4. Uma vez que o orotato esteja formado, a cadeia lateral de ribose-5-fosfato,
fornecida mais uma vez pelo PRPP, é ligada, produzindo orotidilato;
5. O orotidilato é então descarboxilado, originando uridilato, que é fosforilado
até UTP.
6. O CTP é formado a partir do UTP pela ação da citidilato-sintetase, com
formação de um intermediário acil-fosfato (consumindo um ATP). O doador
de nitrogênio normalmente é a glutamina, embora citidilato-sintetases de
muitas espécies possam utilizar diretamente o NH4;
● Regulação
-regulada por retroalimentação negativa;
-regulação da velocidade de síntese de nucleotídeos pirimídicos em bactérias
ocorre, em grande parte, sobre a ação da aspartato-transcarbamoilase (ATCase),
que catalisa a primeira reação da sequência e é inibida pelo CTP, o produto final da
sequência;
Quando o CTP não estiver ligado às subunidades reguladoras, a enzima apresenta
atividade máxima. À medida que o CTP se acumula e se liga às subunidades
reguladoras, estas sofrem uma mudança em sua conformação. Essa mudança é
transmitida às subunidades catalíticas, que então mudam para uma conformação
inativa. O ATP impede essas mudanças induzidas pelo CTP
➢ BASES PÚRICAS E PIRIMÍDICAS LIVRES SÃO RECICLADAS POR VIAS
DE SALVAÇÃO
-bases púricas e pirimídicas livres são constantemente liberadas nas células durante
a degradação metabólica dos nucleotídeos.

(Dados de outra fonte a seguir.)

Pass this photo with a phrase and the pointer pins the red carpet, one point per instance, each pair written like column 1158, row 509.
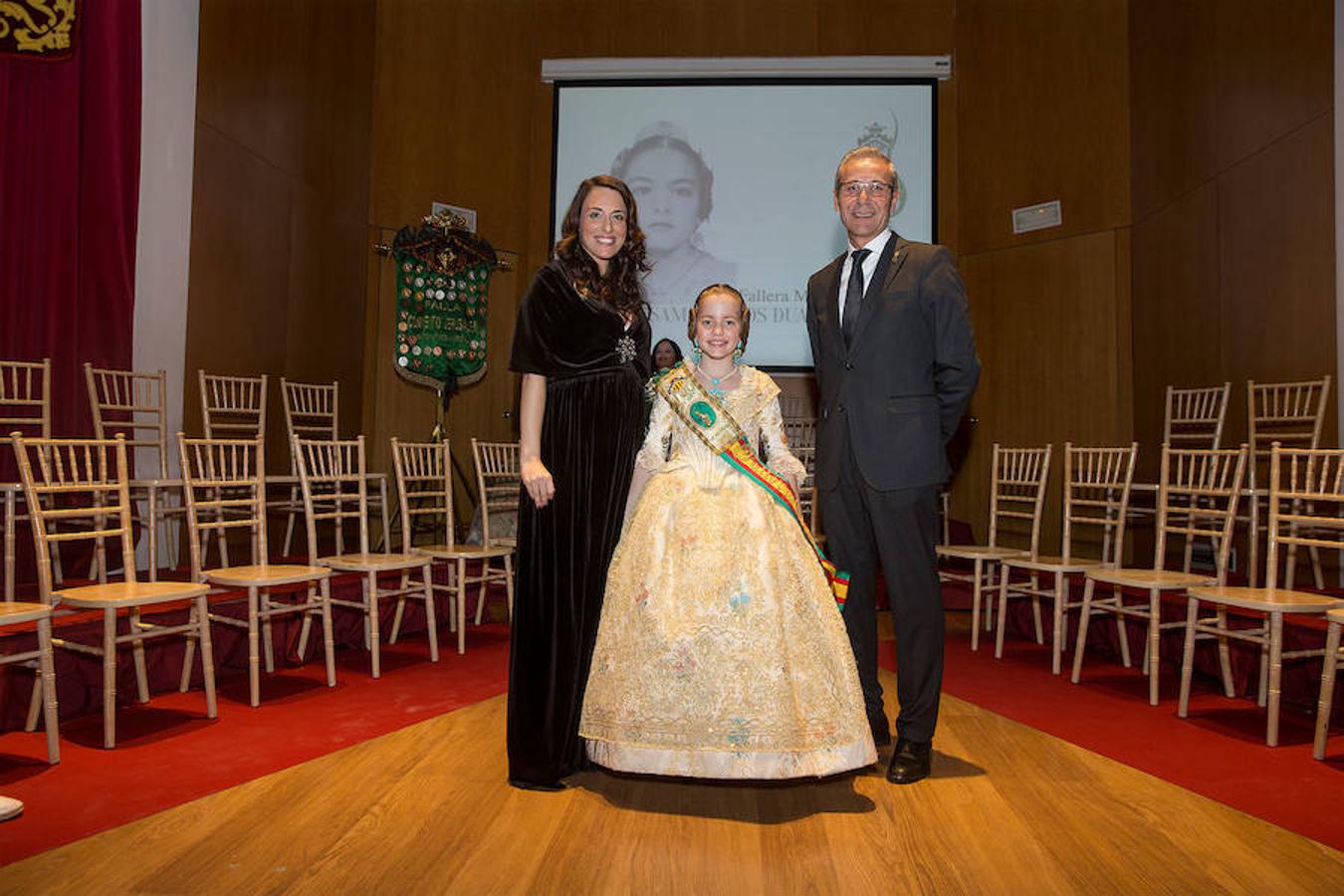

-As purinas livres são, em grande parte, salvas e reutilizadas para sintetizar
nucleotídeos, em uma via muito mais simples que a síntese de novo dos
nucleotídeos púricos;
-Uma das principais vias de salvação consiste em uma única reação, catalisada pela
adenosina-fosforribosil-transferase, na qual adenina livre reage com PRPP para
produzir o correspondente nucleotídeo da adenina:
Adenina + PRPP → AMP + PPi
-Guanina e hipoxantina (produto da desaminação da adenina) livres são salvas por
essa mesma via, pela hipoxantina-guanina-fosforribosil-transferase.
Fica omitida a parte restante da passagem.